A gap now closed, according to Brussels
And twice, European judges ruled, in 2015 and in 2020, that this was not the case. The American legal framework does not sufficiently protect Europeans, wrote the judges who reported to “ interference with the fundamental rights of the people whose data was transferred.” This observation would now belong to the past, since ite ” gap » would be compensated, according to the Commission. The European Commissioner for Justice, Didier Reynders, explained in particular during the press conference on July 10 that the EU had “ achieved considerable progress that meets the requirements of the European Court of Justice. The new framework (of the DPF) is very different from what we knew under the “Privacy Shield” “.
This protection is, however, still insufficient, tackles Philippe Latombe, listing arguments which “have already been developed by quite a few academics and specialists on the subject”. Among them, “ the resorts (against the fact that the American secret services access, for example, my emails or my telephone calls, editor’s note) are not detailed but automated, you can complain to the Americans and they will tell you, you are right or you are wrong, without explaining why “. Likewise, the “appeal” judges set up by the Americans – to decide disputes over access to data and respect for privacy by American Intelligence – would not be truly independent. The members of the Data Protection Review Court (DPRC) “ depend directly on the American Minister of Justice, being directly under his responsibility. Finally, the President of the United States “can modify the criterion of surveillance and authorization of data collection (of Europeans) for the intelligence services in a secret manner, without informing anyone”, he notes.
Also read: How Europe gave up your personal data to American spies
“If it doesn’t work, we’ll have to wait for the Max Schrems procedure”

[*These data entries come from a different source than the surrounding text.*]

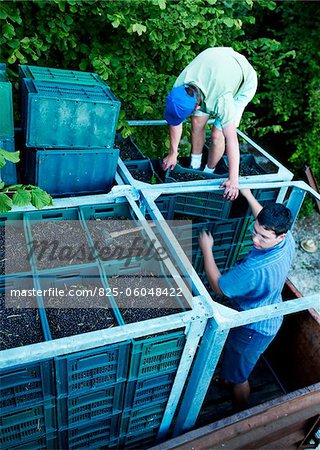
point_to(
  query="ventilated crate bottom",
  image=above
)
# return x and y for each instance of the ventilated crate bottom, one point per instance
(82, 409)
(26, 385)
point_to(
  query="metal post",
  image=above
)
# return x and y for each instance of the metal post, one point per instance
(204, 366)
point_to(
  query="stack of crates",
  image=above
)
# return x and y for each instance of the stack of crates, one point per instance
(108, 396)
(69, 120)
(8, 173)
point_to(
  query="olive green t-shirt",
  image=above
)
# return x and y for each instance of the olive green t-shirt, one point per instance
(220, 73)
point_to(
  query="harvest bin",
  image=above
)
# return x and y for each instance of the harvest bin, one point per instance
(94, 389)
(60, 76)
(68, 116)
(256, 165)
(72, 171)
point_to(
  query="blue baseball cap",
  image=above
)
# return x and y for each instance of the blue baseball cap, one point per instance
(179, 105)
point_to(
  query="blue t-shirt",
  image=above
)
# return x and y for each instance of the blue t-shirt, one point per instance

Has the politician found support in the European Union, apart from Max Schrems and his NOYB association? If he confides “have people behind him, lawyers, jurists, DPOs (data protection delegates, responsible for the protection of personal data within an organization, editor’s note)”, caside from MEPs, it don’t expect anything. The European Parliament has certainly published a reserved opinion on the new agreement. “But he did not pass a resolution telling the President of Parliament, as soon as the Data Privacy Framework is published, you take the matter to the Court of Justice,” he regrets.
Now, his action for annulment has been initiated. “Now we’ll see. The question is: am I eligible for this procedure? », he wonders. “Me, I’ll give it a try”he adds. “If it’s admissible, so much the better. This will be the first step. If it’s not admissible, too bad. If it doesn’t work, we’ll have to wait for the Max Schrems procedure.”